Abstract
Heat stroke is a life-threatening heat-related condition. It is characterised by a core body temperature >40°C with central nervous system abnormalities or organ dysfunction. In our study of 32 adult patients, multiorgan dysfunction was present in 84%. Vasopressors, intensive care, and mechanical ventilation were required in 44%. Mortality was 6.2%. Aggressive pre-hospital cooling treatment may significantly decrease mortality; thus, preventive strategies need to be developed urgently to implement such cooling facilities in public places.
Introduction
Heat stroke is often characterised by a dangerously high body temperature (typically above 40°C) and is often associated with central nervous system (CNS) derangement, such as delirium, convulsions, and coma. 1 As the most severe form of heat-related illnesses (HRIs), heat stroke is associated with high mortality rates, varying between 10–50%. 2 It often involves multiple organ systems, and survivors may suffer from permanent neurological damage. 3 It is of two types: exertional and non-exertional (or classical). The former occurs from physical activity, typically labouring outdoors and running, while classical heat stroke typically affects individuals in high-temperature and high-humidity environments.
Risk factors for classical heat stroke include dehydration, advanced age, alcohol consumption, the use of antihypertensive or psychiatric medication, and previous neurological disorders.4–6 The primary cause is prolonged exposure to high temperatures, particularly in areas with high humidity and poor ventilation.
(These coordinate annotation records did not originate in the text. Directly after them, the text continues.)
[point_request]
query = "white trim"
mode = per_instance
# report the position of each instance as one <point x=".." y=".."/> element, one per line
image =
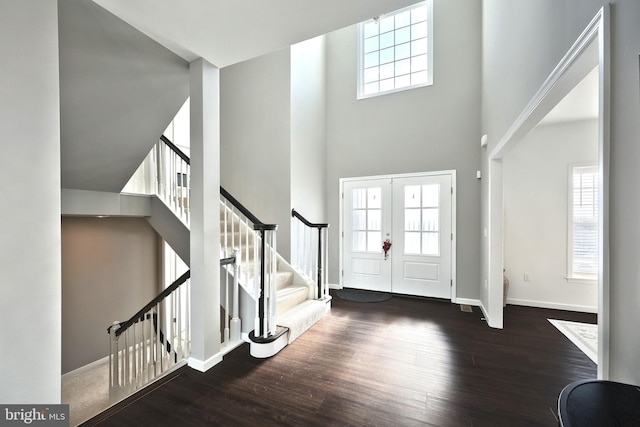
<point x="582" y="280"/>
<point x="468" y="301"/>
<point x="485" y="313"/>
<point x="545" y="98"/>
<point x="552" y="305"/>
<point x="205" y="365"/>
<point x="594" y="41"/>
<point x="451" y="172"/>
With the growing impact of global warming, the frequency of HRIs is expected to increase, posing significant public health challenges, especially in regions experiencing extreme weather conditions. 7
In India, official recording of heat wave-related deaths began in 1979. Reports documented 505 deaths across India in 2001. By 2015, the number had risen to 2040! 8 Heatwaves now start earlier in the year, and temperatures in various parts of India frequently reach 50°C, 9 particularly in Western Rajasthan, where our institute is situated. 9
Methods
Data were collected over a duration of two months from May to June 2024. We included all patients >18 years old who presented with suspected heat stroke after providing informed consent. Ethical clearance was obtained from the Institute Ethics Committee (Ref no: AIIMS/IEC/2024/5501, dated 31 December 2024). Patients were excluded if they had cerebrovascular accidents, CNS infections, intracranial lesions, sepsis with a known source or those who refused to give consent.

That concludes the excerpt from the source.